Partial Least Squares Path Modelling Approach for Social Composite Indicators Using Different Sources of Data
Several social concepts represent multidimensional concepts that are difficult and complex to define. For this reason, researchers in many fields of social sciences, have been focusing on the development and use of a “composite indicators" in order to obtain a global description of the various faces of a complex phenomenon, and to convey a suitable synthesis of information.
The existing literature offers different alternative methods in order to obtain a composite indicator.
Structural Equation Modeling (SEM), and specifically the Partial Least Squares approach to SEM (PLS Path Modeling, PLS-PM) can be used to compute a system of Composite Indicators.
Empirical case on Italian Social Cohesion was analyzed with the aim to research alternative sources to compute the Italian Social Cohesion, using PLS-PM approach.
We apply a theoretical model firstly on data using European Value Study - Italy database (2008), and secondly on mixed data (official data, administrative data an networking data), using some indicators extracted from different sources (I.Stat and SocialCohesion.Stat warehouse).

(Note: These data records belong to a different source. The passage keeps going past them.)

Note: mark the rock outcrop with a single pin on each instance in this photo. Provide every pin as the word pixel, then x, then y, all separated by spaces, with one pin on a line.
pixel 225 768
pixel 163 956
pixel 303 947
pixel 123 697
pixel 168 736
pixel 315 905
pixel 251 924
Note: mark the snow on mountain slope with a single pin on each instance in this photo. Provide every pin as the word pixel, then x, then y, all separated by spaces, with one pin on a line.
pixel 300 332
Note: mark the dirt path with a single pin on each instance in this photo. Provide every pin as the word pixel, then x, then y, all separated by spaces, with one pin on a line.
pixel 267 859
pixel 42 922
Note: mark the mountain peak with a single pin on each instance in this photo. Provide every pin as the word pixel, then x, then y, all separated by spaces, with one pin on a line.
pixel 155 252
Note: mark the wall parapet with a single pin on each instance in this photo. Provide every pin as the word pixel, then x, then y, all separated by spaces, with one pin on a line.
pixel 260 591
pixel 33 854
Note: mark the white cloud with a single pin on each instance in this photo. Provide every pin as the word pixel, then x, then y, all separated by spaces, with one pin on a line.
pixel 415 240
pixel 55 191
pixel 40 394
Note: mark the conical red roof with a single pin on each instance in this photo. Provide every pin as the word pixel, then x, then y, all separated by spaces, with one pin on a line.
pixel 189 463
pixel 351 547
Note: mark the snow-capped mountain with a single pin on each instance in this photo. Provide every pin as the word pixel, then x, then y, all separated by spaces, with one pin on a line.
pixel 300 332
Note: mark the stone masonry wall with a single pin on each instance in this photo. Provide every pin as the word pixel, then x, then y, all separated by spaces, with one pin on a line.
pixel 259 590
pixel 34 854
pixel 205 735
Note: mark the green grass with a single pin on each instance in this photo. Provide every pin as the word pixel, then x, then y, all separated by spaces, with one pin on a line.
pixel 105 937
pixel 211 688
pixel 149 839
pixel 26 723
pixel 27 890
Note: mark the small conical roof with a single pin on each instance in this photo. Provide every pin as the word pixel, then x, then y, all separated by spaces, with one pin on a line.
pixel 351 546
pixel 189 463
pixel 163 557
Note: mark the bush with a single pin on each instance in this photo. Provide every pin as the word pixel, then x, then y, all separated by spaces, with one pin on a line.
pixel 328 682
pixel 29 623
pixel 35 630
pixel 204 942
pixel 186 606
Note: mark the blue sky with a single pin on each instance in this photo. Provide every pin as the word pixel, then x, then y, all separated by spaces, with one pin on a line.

These warehouses have, as reference periods, different years (from 2011 to 2013).
Moreover, for the Latent Variable “Italian Sentiment”, social media data were used, specifically Twitter data.
Finally results are compared. The first important result is the confirmation of the unidimensionality property, in both models, for each latent block. This result shows that the outer model is well specified and that the LVs are well measured by the Manifest Variables, being a good their synthesis.
This result suggests that it is possible to measure the social cohesion using heterogeneous sources of data.